Les deux autres pièces relèvent de part en part de l’art de la réécriture. Dans Ophélie des bas quartiers comme dans Les Enfants de Saxo, l’un des (deux) personnages est amené à raconter à l’autre l’histoire d’Hamlet.
Ophélie, dite Lili, est une fille du peuple, elle fait le ménage dans un théâtre où elle finit par découvrir l’histoire de celle dont elle porte le nom. À son tour de la raconter à un autre enfant du peuple, Amleto: «Un paysan du sud de l’Europe, ou nord-africain, timide, perdu, totalement étranger, ne comprend pas un mot et préfère se taire.» Personnage muet, il ignore tout de son nom et ne comprend rien à l’histoire que lui raconte Lili-Ophélie… Rêverie ressassante sur une histoire qui hante l’auteur? Oui et non, il s’agit bien de tenter de comprendre Hamlet dans le monde d’aujourd’hui. La parodie est amusante, Hamlet le beau parleur est réduit au silence tandis qu’Ophélie est intarissable. Revanche de la femme. C’est son histoire à elle (qu’elle se met à raconter à travers celle d’Ophélie) qui nous occupe, de son point de vue qu’on se demande si dans ce monde encore il faut envoyer les filles au couvent…

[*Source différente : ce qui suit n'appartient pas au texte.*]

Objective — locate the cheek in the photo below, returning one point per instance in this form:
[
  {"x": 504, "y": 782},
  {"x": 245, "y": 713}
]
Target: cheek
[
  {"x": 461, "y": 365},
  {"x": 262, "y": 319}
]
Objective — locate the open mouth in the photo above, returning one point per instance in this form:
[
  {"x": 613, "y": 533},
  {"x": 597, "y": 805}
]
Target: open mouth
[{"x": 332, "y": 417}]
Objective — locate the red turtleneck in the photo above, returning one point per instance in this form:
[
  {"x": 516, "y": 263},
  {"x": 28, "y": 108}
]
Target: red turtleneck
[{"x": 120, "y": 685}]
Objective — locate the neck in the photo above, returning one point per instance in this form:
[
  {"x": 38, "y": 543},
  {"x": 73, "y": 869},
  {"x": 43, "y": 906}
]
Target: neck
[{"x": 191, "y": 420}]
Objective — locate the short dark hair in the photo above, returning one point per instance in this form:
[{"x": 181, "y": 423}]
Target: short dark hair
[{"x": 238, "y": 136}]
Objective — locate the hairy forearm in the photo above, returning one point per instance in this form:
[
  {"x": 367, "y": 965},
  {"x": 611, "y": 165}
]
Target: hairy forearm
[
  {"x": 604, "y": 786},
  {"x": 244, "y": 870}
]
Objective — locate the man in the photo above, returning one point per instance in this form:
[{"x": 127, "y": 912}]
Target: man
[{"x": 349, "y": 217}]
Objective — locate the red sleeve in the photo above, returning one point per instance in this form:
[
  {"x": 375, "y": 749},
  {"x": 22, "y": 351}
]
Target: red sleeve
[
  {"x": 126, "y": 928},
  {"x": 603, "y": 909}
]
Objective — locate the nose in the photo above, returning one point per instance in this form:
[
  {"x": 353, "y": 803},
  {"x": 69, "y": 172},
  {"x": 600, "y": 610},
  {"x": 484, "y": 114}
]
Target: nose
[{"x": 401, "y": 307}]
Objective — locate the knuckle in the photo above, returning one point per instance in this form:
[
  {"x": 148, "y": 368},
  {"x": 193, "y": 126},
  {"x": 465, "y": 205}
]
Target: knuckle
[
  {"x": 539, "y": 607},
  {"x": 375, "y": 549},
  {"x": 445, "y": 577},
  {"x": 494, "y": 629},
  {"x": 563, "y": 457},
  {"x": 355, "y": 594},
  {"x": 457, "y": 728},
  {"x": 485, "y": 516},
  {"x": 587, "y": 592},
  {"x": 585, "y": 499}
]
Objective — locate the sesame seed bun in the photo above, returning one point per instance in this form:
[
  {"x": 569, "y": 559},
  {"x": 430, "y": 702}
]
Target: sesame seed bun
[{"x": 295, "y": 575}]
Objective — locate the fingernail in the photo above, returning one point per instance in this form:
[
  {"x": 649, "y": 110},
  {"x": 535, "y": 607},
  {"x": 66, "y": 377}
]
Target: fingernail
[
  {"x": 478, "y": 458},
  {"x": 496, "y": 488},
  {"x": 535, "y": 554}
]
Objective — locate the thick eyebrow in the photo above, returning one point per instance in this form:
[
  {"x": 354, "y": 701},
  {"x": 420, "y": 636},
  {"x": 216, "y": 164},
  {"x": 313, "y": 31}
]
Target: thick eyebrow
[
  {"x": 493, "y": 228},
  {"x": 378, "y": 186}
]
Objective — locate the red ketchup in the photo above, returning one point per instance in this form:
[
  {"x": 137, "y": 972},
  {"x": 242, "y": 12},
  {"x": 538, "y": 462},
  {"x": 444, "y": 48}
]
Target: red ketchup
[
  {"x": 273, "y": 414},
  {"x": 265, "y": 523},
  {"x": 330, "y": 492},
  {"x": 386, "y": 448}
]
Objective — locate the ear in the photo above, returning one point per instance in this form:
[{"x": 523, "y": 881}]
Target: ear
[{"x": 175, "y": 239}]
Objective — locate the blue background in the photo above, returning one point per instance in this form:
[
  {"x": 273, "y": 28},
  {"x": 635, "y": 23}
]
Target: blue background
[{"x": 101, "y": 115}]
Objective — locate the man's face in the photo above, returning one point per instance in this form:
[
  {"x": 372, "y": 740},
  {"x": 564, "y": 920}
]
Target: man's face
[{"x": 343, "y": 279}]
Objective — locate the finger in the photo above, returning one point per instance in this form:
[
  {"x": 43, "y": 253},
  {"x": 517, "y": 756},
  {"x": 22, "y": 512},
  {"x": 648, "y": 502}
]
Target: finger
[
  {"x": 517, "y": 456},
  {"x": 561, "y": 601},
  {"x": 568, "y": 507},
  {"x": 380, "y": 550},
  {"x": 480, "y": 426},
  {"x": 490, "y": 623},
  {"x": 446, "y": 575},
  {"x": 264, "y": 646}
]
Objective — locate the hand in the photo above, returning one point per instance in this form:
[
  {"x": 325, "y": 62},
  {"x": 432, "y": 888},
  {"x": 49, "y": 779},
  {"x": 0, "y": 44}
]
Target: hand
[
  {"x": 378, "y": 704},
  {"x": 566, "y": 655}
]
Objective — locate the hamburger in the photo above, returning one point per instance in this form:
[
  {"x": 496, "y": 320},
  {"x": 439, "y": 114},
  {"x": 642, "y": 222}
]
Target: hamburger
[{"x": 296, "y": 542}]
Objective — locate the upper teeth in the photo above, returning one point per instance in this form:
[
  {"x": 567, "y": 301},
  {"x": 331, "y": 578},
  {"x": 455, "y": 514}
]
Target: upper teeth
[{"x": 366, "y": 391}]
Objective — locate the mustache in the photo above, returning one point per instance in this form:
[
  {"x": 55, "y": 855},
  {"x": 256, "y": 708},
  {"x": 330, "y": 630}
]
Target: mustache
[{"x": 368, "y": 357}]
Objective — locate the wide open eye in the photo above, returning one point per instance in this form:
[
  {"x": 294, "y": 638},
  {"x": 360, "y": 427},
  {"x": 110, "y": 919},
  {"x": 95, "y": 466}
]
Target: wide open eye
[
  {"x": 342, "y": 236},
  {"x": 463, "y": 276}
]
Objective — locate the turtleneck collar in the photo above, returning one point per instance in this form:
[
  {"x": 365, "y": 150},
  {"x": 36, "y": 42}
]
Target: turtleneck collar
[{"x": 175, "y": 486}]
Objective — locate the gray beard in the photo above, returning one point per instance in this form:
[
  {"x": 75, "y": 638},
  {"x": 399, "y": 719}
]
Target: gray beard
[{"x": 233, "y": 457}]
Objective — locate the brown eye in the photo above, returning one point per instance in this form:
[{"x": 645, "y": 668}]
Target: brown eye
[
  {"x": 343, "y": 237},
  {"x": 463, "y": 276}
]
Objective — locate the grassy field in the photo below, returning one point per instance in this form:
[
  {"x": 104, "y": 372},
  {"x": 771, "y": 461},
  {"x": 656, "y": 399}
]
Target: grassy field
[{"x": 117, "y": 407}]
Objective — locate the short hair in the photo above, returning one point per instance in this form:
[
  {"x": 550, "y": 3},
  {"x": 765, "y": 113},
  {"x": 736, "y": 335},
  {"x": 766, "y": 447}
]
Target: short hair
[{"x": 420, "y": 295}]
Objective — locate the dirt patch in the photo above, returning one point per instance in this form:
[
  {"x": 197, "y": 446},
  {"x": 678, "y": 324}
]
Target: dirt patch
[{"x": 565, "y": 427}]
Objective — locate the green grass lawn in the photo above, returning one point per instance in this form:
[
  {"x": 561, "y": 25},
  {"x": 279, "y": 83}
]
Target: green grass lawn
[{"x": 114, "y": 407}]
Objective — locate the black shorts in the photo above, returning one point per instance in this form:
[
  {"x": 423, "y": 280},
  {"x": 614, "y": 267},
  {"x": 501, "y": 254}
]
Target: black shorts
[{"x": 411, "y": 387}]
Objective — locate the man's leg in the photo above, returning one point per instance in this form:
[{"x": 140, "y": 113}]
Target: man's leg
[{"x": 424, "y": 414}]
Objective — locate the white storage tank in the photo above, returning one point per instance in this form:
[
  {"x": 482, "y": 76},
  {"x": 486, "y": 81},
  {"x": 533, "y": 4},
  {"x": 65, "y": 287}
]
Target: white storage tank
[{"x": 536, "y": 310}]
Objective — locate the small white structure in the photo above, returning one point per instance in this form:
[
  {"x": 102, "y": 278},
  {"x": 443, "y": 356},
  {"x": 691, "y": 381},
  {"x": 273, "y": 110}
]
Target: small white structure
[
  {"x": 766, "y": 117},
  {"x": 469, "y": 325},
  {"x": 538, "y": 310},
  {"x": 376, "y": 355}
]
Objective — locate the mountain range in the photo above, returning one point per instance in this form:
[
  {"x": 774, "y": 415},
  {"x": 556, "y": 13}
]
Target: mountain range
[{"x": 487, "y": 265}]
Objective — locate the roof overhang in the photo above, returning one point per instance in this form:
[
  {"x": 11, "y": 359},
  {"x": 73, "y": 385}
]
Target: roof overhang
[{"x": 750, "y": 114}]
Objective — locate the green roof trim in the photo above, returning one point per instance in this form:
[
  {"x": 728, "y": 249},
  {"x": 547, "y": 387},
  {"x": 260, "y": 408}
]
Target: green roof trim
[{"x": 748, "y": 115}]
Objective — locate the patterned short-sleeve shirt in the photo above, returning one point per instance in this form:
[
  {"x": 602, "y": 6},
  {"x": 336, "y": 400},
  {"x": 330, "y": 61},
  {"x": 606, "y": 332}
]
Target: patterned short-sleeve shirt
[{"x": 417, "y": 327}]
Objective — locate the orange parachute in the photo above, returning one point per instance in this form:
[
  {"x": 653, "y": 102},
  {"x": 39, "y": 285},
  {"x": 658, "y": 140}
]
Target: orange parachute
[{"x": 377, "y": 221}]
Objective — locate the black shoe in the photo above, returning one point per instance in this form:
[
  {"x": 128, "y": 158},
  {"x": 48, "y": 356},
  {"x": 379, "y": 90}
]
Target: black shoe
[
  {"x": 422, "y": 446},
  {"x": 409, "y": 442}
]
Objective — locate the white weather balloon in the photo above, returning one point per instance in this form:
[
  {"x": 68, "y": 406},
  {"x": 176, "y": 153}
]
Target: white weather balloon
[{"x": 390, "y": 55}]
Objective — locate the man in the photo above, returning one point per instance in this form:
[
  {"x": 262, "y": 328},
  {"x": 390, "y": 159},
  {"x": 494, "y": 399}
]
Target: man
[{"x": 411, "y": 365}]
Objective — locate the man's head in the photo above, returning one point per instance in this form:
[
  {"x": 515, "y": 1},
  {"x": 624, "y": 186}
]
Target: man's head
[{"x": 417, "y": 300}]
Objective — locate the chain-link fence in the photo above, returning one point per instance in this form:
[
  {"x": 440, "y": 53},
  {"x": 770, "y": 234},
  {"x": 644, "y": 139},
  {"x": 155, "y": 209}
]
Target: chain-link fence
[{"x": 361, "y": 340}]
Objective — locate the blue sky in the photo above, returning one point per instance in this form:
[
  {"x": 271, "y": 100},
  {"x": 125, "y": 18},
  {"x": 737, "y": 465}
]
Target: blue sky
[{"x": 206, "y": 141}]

Ce n’est plus la question féminine qui agite Les Enfants de Saxo. Dans sa notice, Anne Cuneo propose de voir en Saxo Grammaticus, « un lettré danois du XIIe siècle», le père de deux héros, Hamlet et Guillaume Tell. L’auteur imagine leur rencontre, quand c’est leur tour d’être devenus des fantômes, hantant la Suisse le jour de la Fête nationale. Hamlet et Tell se racontent leurs histoires respectives, l’homme de la pensée, de la conscience individuelle, s’oppose à l’homme d’action, «dont le destin est essentiellement collectif et toujours représenté comme tel». Chacun défend « sa » version, qui rejoint celle de la vulgate, «sa» version de sa propre histoire contre celle de l’autre.
Débat à peine voilé sur les valeurs de notre temps. Qui finit par l’être explicitement, lorsque surgit Helvitica les rappelant à l’ordre, à leur nécessaire participation aux cérémonies de la Fête nationale. Leur dialogue à trois est l’occasion d’une courte et sévère satire de la Suisse que l’auteur ne prête pas au seul Hamlet mais aux deux compères pour une fois d’accord. Ils finiront d’ailleurs, réconciliés, par inventer le nouveau héros dont la Suisse a besoin: Superman? James Bond? Non, «Hamlettell, le héros mythique de demain. Celui dont on parlera au coin du radiateur, celui qui fera battre les cœurs et courir les foules.» Hamlet lui prêtera «Charme, intelligence», Tell « force tranquille et amour de la patrie…» Il sera «le héros d’hier et de demain, pour grands et petits.» Héros télévisuel, à la mesure de notre temps? Dans le théâtre d’Anne Cuneo, le pessimisme n’est pas de rigueur. Mais la drôlerie si.